3b. Subtask-2 (Generation) Baseline Tutorial

Overview of how our baseline model generates predictions for subtask 2.

In the starter kit, you will find the files required to train a baseline model using BART.

Environment Setup

We have provided a Conda environment file environment.yml. To install:

conda env create -f environment.yml
conda activate myenv

Verify that it was installed:

conda env list


The subfolder ./configs should contain the configuration file for setting up the model configuration and the training hyperparameters.
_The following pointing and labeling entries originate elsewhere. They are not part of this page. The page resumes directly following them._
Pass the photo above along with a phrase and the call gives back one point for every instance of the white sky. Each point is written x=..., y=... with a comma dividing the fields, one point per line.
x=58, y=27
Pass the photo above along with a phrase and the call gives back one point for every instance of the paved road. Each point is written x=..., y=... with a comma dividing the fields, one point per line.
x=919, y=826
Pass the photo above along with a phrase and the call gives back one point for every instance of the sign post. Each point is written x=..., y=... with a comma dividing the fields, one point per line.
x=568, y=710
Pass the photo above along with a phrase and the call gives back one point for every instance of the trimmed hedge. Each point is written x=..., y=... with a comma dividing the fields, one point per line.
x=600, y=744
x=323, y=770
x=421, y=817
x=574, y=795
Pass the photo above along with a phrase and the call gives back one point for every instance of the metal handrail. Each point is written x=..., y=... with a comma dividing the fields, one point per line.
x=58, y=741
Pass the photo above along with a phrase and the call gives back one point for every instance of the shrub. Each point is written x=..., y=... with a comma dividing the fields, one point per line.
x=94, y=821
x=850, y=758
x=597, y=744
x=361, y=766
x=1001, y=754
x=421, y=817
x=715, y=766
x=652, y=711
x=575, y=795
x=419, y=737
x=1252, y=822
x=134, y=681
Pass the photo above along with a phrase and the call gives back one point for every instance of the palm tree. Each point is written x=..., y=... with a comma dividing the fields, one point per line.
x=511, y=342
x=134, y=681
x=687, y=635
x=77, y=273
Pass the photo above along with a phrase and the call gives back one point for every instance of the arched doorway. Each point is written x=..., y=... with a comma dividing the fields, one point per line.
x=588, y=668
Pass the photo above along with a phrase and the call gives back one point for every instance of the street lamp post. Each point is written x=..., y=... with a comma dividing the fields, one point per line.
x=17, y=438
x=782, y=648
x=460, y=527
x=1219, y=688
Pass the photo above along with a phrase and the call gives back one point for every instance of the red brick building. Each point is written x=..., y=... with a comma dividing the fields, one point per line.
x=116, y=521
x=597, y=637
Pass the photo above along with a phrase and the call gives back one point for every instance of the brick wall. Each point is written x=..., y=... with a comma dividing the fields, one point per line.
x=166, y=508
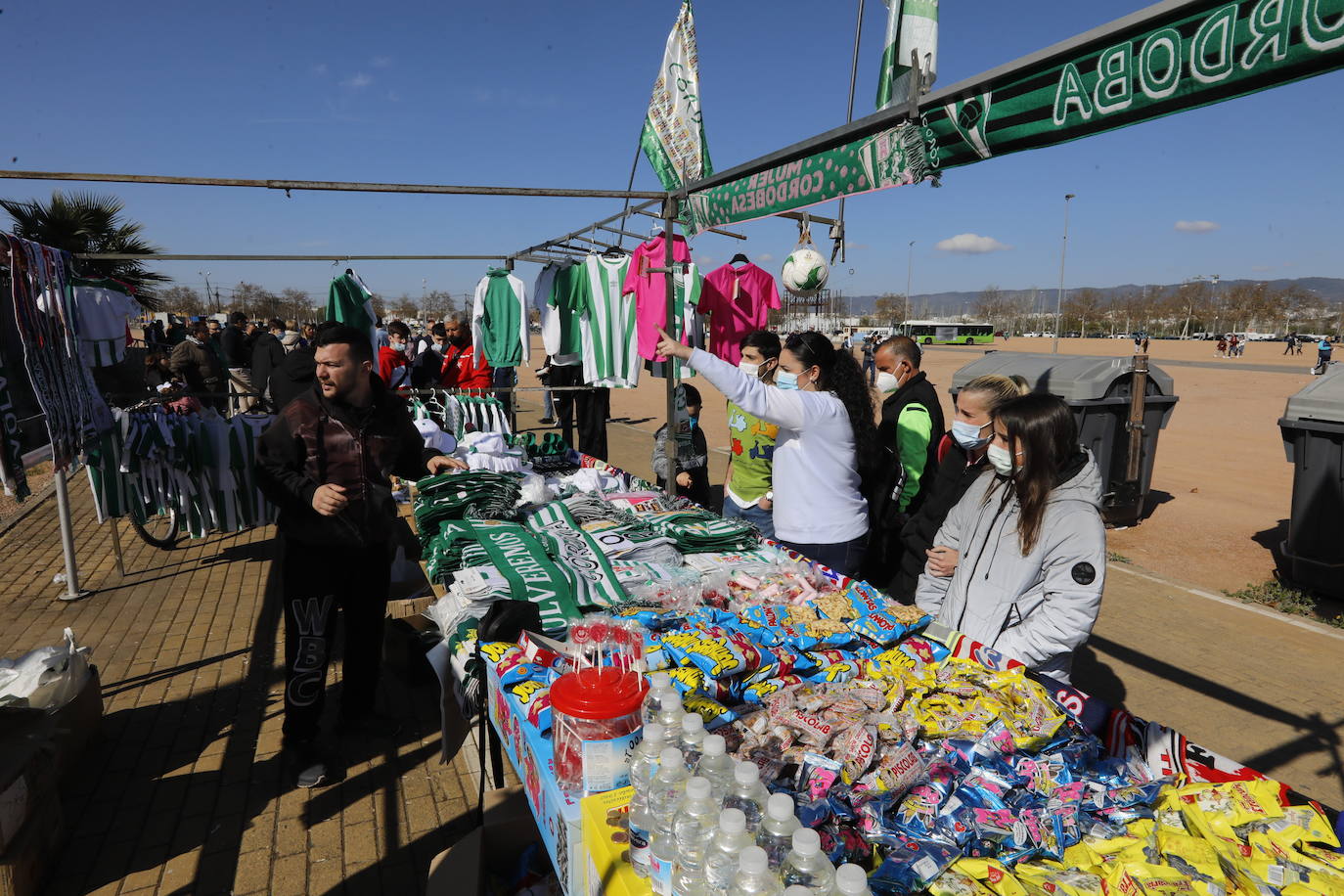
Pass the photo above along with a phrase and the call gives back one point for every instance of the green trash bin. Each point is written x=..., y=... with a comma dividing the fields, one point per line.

The configuration file baseline.json corresponds to the baseline model for subtask 2. To run the training with our configuration:

python train.py --config configs/baseline.json

The important parameters here are use_copy, per_declaration, and use_prompt.

Note that beam search is available as an alternative to greedy search in decoding; however, we found that greedy search worked better.


To evaluate the model:

python test.py --gpu <gpu id> --checkpoint <checkpoint.mdl> --test-file <test.jsonl>

More details about scoring can be found in the notebooks folder here. For reference, our baseline model achieves a per-declaration accuracy of Acc = 0.61 on the test set. Note however that the test set is held out and will not be shared to participants.

For more details, see the README for subtask-2 for a tutorial on training a baseline BART model.